Segundo um relatório da Organização Mundial da Saúde (OMS), o Brasil tem 5,8% da população em depressão, o correspondente a 11,7 milhões de pessoas. É o país com a maior prevalência desta doença na América Latina. O transtorno misto de ansiedade e depressão esteve entre as 10 doenças que mais afastaram trabalhadores brasileiros em 2023. São mais de 28 mil pessoas diagnosticadas que conseguiram no último ano o benefício por incapacidade temporária do INSS, o antigo auxílio-doença. Para mudar esses números e diminuir a resistência ao cuidado com a saúde mental, nada melhor que o exemplo.

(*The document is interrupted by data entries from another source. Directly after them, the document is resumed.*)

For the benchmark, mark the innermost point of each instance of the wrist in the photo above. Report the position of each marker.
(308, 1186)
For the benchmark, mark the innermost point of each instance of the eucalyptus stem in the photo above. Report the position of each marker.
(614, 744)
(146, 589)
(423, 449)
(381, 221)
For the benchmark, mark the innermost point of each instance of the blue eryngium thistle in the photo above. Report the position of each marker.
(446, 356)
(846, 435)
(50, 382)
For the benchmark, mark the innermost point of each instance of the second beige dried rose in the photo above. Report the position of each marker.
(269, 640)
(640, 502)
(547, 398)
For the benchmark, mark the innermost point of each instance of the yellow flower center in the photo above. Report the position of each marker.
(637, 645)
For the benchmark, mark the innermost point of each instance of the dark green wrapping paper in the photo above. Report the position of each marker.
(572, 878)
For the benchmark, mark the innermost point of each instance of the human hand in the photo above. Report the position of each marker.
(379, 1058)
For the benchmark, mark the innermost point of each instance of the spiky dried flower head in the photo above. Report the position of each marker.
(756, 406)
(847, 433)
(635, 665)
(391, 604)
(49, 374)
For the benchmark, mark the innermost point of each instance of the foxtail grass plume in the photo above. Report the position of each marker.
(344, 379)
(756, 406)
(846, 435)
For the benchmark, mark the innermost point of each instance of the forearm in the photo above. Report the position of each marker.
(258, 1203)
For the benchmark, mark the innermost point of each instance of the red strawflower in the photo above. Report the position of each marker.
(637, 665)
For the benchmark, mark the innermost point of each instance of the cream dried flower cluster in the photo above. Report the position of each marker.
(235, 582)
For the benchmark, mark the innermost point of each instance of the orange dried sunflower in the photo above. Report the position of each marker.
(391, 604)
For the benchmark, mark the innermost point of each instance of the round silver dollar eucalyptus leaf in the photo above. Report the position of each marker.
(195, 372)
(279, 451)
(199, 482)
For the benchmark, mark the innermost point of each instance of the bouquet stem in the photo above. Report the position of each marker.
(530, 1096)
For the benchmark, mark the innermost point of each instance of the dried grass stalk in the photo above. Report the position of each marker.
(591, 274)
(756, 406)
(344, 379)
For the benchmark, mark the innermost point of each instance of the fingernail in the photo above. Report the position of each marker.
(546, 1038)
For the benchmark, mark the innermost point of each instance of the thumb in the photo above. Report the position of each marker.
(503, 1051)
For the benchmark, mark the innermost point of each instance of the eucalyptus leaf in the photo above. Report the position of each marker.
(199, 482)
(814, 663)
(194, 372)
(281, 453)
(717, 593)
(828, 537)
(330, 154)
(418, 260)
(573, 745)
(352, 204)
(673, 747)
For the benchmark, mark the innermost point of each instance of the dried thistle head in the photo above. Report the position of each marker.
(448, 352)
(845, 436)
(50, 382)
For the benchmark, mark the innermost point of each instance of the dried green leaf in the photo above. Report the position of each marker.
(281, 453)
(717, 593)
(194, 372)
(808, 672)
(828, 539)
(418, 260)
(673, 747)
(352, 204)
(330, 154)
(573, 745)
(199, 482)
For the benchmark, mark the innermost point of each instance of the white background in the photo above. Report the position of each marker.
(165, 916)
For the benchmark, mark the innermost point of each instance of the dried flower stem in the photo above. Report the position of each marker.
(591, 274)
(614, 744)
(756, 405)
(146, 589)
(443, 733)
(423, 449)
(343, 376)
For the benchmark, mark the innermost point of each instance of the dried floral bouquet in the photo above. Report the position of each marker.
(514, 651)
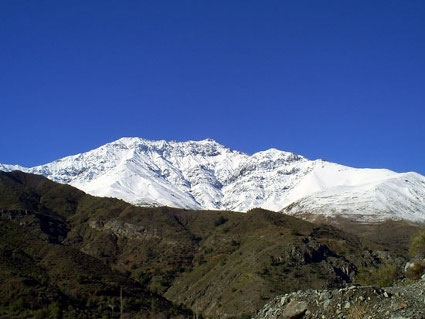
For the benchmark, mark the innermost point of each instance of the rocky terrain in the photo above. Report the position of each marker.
(406, 301)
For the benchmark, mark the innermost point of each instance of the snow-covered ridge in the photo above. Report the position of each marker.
(207, 175)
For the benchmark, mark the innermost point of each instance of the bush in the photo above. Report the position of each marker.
(415, 269)
(383, 276)
(417, 244)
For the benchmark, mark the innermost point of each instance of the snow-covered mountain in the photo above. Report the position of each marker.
(207, 175)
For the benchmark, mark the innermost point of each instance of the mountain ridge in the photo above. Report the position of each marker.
(207, 175)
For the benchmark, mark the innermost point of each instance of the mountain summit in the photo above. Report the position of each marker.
(207, 175)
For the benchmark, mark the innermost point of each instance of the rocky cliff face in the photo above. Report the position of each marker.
(399, 302)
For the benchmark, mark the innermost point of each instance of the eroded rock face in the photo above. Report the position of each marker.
(123, 229)
(405, 301)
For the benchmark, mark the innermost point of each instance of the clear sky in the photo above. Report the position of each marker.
(338, 80)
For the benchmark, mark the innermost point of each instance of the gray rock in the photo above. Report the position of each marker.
(295, 310)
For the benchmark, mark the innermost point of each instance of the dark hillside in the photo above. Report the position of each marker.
(80, 251)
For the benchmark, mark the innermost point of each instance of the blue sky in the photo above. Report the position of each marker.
(339, 80)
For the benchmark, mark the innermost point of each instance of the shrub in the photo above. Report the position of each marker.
(415, 269)
(383, 276)
(417, 244)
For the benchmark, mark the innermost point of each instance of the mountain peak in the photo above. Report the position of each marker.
(207, 175)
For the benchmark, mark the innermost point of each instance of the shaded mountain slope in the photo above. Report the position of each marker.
(218, 264)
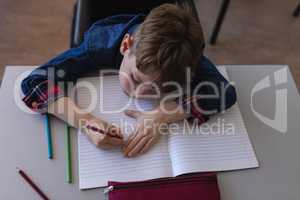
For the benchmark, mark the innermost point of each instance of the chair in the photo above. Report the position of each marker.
(296, 12)
(86, 12)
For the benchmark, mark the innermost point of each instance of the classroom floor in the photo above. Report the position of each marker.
(254, 32)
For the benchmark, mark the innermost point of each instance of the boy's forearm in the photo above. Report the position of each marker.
(170, 112)
(65, 109)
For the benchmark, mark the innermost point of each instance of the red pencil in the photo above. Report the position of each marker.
(32, 184)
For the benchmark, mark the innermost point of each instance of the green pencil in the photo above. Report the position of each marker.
(68, 154)
(48, 136)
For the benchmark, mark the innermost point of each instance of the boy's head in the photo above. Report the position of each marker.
(169, 41)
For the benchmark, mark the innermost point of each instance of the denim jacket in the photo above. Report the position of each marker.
(99, 49)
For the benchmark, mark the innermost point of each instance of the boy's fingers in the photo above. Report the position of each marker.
(115, 131)
(114, 141)
(138, 147)
(132, 113)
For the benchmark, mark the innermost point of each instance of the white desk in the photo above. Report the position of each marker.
(276, 179)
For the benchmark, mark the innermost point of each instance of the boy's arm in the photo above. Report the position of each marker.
(211, 93)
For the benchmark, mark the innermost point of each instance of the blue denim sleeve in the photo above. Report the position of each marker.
(209, 81)
(40, 87)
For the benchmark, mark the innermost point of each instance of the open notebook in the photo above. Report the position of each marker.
(220, 149)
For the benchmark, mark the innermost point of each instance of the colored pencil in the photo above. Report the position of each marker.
(68, 154)
(48, 136)
(32, 184)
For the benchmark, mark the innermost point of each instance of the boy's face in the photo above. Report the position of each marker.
(134, 82)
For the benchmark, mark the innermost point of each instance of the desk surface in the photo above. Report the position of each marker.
(276, 179)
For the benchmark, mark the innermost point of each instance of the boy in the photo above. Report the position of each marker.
(158, 49)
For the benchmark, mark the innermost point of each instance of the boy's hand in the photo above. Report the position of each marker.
(146, 134)
(103, 134)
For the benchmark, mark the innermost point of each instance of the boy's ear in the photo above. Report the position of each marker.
(126, 43)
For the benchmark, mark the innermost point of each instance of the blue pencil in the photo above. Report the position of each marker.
(48, 136)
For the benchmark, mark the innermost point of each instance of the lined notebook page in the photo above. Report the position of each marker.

"A gente ainda tem essa resistência por conta do significado ou da visão que se tem do que é a psicologia e do trabalho do psicólogo. E também porque a gente vive uma sociedade, e principalmente no alto rendimento, que é o imediatismo, é o resultado [...] e a psicologia se constrói com um processo, com o tempo, a gente não tem respostas imediatas", ressalta Suzana Contieri.